Skip to main content

Leakage checks for machine-learning pipelines using permutation tests.

Project description

Leakly logo

PyPI Build License

Open in Google Colab

Leakly: Leakage checks for any machine-learning pipeline

Leakly uses label permutation to test whether a pipeline still performs above chance when no true signal is present.

If it does, the pipeline may be leaking test-set information through preprocessing, feature selection, tuning, or another step.

Principle

  1. Permute labels to remove real signal.
  2. Run the full pipeline exactly as a user would run it.
  3. Compare the score distribution with chance level.
  4. Above-chance permuted performance suggests possible leakage.

Leakly includes example configurations for a leaky pipeline and a non-leaky pipeline so users can see the effect immediately.

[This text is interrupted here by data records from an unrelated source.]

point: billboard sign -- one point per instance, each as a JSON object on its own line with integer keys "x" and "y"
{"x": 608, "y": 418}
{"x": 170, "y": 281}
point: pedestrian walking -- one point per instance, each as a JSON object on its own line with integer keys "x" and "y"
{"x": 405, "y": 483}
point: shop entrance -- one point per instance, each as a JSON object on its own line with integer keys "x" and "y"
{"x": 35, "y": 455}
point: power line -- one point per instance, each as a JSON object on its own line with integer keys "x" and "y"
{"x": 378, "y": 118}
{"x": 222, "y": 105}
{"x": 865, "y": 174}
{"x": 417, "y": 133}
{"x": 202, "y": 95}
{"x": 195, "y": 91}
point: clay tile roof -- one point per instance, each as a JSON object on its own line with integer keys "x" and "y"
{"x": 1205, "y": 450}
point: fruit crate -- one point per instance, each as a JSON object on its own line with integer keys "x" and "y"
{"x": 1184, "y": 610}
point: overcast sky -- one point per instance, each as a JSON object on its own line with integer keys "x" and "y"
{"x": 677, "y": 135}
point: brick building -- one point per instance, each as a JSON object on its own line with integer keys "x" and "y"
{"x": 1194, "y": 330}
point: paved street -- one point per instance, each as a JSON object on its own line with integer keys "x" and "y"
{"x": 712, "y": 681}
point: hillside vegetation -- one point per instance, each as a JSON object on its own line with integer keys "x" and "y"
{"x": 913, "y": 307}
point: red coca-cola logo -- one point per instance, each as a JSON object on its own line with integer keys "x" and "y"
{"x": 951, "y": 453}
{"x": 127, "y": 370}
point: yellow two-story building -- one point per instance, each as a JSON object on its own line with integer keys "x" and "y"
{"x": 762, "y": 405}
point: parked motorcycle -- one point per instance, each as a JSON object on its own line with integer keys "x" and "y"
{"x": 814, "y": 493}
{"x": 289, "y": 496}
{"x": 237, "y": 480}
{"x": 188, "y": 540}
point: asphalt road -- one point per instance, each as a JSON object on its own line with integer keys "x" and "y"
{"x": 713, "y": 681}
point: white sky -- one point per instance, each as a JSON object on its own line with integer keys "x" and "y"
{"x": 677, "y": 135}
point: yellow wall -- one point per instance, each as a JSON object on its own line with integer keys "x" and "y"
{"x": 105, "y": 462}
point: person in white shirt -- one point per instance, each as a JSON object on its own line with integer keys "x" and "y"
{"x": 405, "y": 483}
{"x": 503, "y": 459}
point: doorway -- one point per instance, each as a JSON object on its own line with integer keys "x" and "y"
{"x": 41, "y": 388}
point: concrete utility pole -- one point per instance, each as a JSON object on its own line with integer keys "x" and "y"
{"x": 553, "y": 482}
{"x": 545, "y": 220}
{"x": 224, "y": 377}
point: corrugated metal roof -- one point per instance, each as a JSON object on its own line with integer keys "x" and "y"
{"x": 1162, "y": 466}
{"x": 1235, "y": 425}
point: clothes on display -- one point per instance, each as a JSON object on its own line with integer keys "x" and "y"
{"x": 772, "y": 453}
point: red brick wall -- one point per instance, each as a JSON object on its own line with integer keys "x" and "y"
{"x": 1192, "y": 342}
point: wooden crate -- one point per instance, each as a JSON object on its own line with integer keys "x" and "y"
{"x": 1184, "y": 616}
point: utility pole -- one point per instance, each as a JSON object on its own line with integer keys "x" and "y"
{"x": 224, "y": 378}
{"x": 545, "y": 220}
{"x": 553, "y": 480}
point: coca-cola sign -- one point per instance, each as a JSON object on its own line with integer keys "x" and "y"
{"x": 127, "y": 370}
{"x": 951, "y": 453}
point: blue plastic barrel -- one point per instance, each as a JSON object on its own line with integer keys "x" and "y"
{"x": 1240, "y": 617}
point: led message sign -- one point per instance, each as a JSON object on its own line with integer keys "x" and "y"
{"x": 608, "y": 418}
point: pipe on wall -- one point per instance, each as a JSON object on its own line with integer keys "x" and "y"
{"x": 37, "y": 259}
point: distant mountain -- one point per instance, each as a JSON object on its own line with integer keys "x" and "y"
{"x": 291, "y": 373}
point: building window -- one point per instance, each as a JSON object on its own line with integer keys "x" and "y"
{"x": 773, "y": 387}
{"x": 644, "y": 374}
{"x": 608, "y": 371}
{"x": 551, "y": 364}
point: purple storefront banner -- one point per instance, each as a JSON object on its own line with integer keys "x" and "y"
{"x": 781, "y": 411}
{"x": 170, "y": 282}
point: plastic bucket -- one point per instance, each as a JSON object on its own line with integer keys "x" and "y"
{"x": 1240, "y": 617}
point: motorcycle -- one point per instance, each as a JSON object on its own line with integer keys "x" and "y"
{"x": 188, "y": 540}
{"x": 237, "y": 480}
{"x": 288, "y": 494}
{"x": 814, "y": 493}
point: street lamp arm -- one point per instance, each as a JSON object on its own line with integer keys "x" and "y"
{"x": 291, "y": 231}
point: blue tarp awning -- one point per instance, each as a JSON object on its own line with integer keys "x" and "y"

Example permutation AUC summary

Install

pip install Leakly

For notebook environments that need the optional notebook dependencies:

pip install "Leakly[notebook]"

For the current GitHub checkout:

git clone https://github.com/DeMONLab-BioFINDER/Leakly.git
cd Leakly
pip install -e .

Quick Start

Open example.ipynb in Colab

Key Python snippet

from leakly import (
    MLPipeline,
    SummaryPlotter,
    load_example_leakage_config,
    permute_label,
)

scores = []
for seed in range(100):
    permuted_y = permute_label(data.y, random_state=seed)
    score = (
        # user could replace with any pipeline
        MLPipeline(
            data.X,
            permuted_y,
            covariates=data.covariates,
            config=load_example_leakage_config(),
        ).fit()).evaluate()
    scores.append(score)

SummaryPlotter(scores, chance_level=0.5).plot("assets/AUC.png")

FAQ

Can Leakly check my own pipeline?

Yes. Leakly can evaluate any pipeline that takes X, y, optional covariates, and returns a test score. The key is to run the full pipeline exactly as in the real analysis, including preprocessing, feature selection, tuning, and evaluation.

Why can a leaky pipeline score well on permuted labels?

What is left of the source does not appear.